System Administration Guide: Security Services

ProcedureHow to Create Partitions for Audit Files

The following procedure shows how to create partitions for audit files, as well as the corresponding file systems and directories. Skip steps as necessary, depending on if you already have an empty partition, or if you have already mounted an empty file system.

  1. Assume the Primary Administrator role, or become superuser.

    The Primary Administrator role includes the Primary Administrator profile. To create the role and assign the role to a user, see Chapter 2, Working With the Solaris Management Console (Tasks), in System Administration Guide: Basic Administration.

  2. Determine the amount of disk space that is required.

    Assign at least 200 Mbytes of disk space per host. However, how much auditing you require dictates the disk space requirements. So, your disk space requirements might be far greater than this figure. Remember to include a local partition for a directory of last resort.

  3. Create a storage pool and a mirror.

    For more information, see What Is ZFS? in Solaris ZFS Administration Guide.

    # zpool create audit-pool mirror slice1 slice2

    For example, create the auditf pool from two slices, and mirror them:

    # zpool create auditf mirror c0t4d0 c0t5d0

    If the local host is to be audited, also create an audit directory of last resort for the local host.

  4. Create a mount point for the audit files.

    # zpool create -o mountpoint=/mountpoint /audit-pool/mountpoint

    For example, create the /audit mount point:

    # zfs create -o mountpoint=/audit auditf/audit
  5. Create audit directories for every set of audit files that is going to be mounted.

    # zfs create auditf/audit/machine1
    # zfs create auditf/audit/machine1/files
    # zfs create auditf/audit/machine2
    # zfs create auditf/audit/machine2/files

    For example, create directories for the noddy and blinken systems:

    # zfs create auditf/audit/noddy
    # zfs create auditf/audit/noddy/files
    # zfs create auditf/audit/blinken
    # zfs create auditf/audit/blinken/files
  6. Protect the mount points.

    The following ZFS properties are set to off:

    # zfs set devices=off auditf/audit
    # zfs set exec=off auditf/audit
    # zfs set setuid=off auditf/audit
  7. On a file server, define the file systems to be made available to other hosts.

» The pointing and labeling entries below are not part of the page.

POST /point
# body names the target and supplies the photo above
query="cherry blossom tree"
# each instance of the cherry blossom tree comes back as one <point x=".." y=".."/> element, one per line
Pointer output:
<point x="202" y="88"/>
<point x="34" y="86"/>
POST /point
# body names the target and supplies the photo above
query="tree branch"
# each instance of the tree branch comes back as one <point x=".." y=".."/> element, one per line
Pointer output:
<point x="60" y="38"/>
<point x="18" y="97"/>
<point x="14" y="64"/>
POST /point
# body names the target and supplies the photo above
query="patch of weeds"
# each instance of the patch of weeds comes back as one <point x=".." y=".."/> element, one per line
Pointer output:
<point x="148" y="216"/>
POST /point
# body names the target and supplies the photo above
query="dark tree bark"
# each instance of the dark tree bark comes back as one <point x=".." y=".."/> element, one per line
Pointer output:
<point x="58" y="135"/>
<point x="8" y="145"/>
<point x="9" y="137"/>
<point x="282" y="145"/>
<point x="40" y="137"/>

    # zfs set sharenfs=on audit-pool/mountpoint

    For example, share the audit pool directory:

    # zfs set sharenfs=on auditf/audit

    As a result of sharing the auditf/audit directory, the following directories are shared:

  8. (Optional) Remove the minimum free space threshold on the audit pool.

    If you use the default configuration, a warning is generated when the directory is 80 percent full. The warning removes the reason to reserve free space on the audit pool.

    # tunefs -m 0 /auditf/audit

    For example, tune the audit pool directory:

    # tunefs -m 0 auditf/audit
  9. On a file server, restart the NFS service.

    If this command is the first share command or set of share commands that you have initiated, the NFS daemons might not be running.

    • If the NFS service is offline, enable the service.

      % svcs \*nfs\*
      disabled       Nov_02   svc:/network/nfs/rquota:default
      offline        Nov_02   svc:/network/nfs/server:default
      # svcadm enable network/nfs/server
    • If the NFS service is running, restart the service.

      % svcs \*nfs\*
      online         Nov_02   svc:/network/nfs/client:default
      online         Nov_02   svc:/network/nfs/server:default
      # svcadm restart network/nfs/server

    For more information about the NFS service, refer to Setting Up NFS Services in System Administration Guide: Network Services. For information on managing persistent services, see Chapter 16, Managing Services (Overview), in System Administration Guide: Basic Administration and the smf(5) man page.